In questi termini si concretizza la prospettiva futura del cloud computing che secondo ArubaKube non dovrebbe essere vista come una semplice merce, ma come un’opportunità di trasformazione continua. Un percorso costellato di tappe e traguardi attraverso cui le imprese possono individuare la collocazione migliore che tuttavia, sarà sempre temporanea e dovrà adattarsi ai cambiamenti della tecnologia, del mercato e dell’azienda stessa.

Il prossimo passaggio prevede l’introduzione del supporto dell’intelligenza artificiale all’interno della piattaforma Liqo, con due obiettivi in particolare: implementare logiche di orchestrazione efficiente dei carichi di lavoro al fine di favorire l’utilizzo delle energie rinnovabili e minimizzare l’impatto ambientale; gestire l’orchestrazione di carichi di lavoro su Cyber Physical System e abilitare il continuum tra piattaforme edge, fog e cloud, garantendo una transizione senza soluzione di continuità tra questi diversi ambienti.

Verso un oceano di risorse grazie all’interconnettività AI-based

A questo step si ricollega un altro dei progetti a cui ArubaKube sta collaborando.
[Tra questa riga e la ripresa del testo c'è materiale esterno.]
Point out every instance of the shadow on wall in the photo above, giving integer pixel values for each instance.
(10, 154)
Myrtus, che ha ottenuto finanziamenti per 6 milioni di euro da Horizon Europe, si concentra sull’interconnettività abilitata dall’intelligenza artificiale tra piattaforme di edge, fog e cloud computing.

“Il ruolo di ArubaKube è quello di contribuire a creare un ambiente computazionale fluido, un vero e proprio oceano di risorse che integri nodi computazionali eterogenei e federati, dinamicamente utilizzabili per fornire servizi. Questo significa collegare in modo trasparente ogni tipo di dispositivo con capacità elaborativa, creando un continuum in cui le applicazioni non percepiscano differenze o interruzioni in funzione del dispositivo su cui funzionano, dispositivi personali, embedded e risorse tradizionali cloud o edge based. Il risultato finale sarà quello di essere in grado di utilizzare queste risorse con facilità e trasparenza per eseguire qualsiasi tipo di software, ovunque sia più opportuno in quel momento.” – ha aggiunto Fabrizio Garrone, Chief Business Development Officer di ArubaKube.

Ancora una volta, la squadra di esperti che lavora a questa visione vede collaborare università, centri di ricerca e aziende, un mix di pragmatismo imprenditoriale e ricerca visionaria che abilita l’innovazione ancorandola alle esigenze reali del mercato.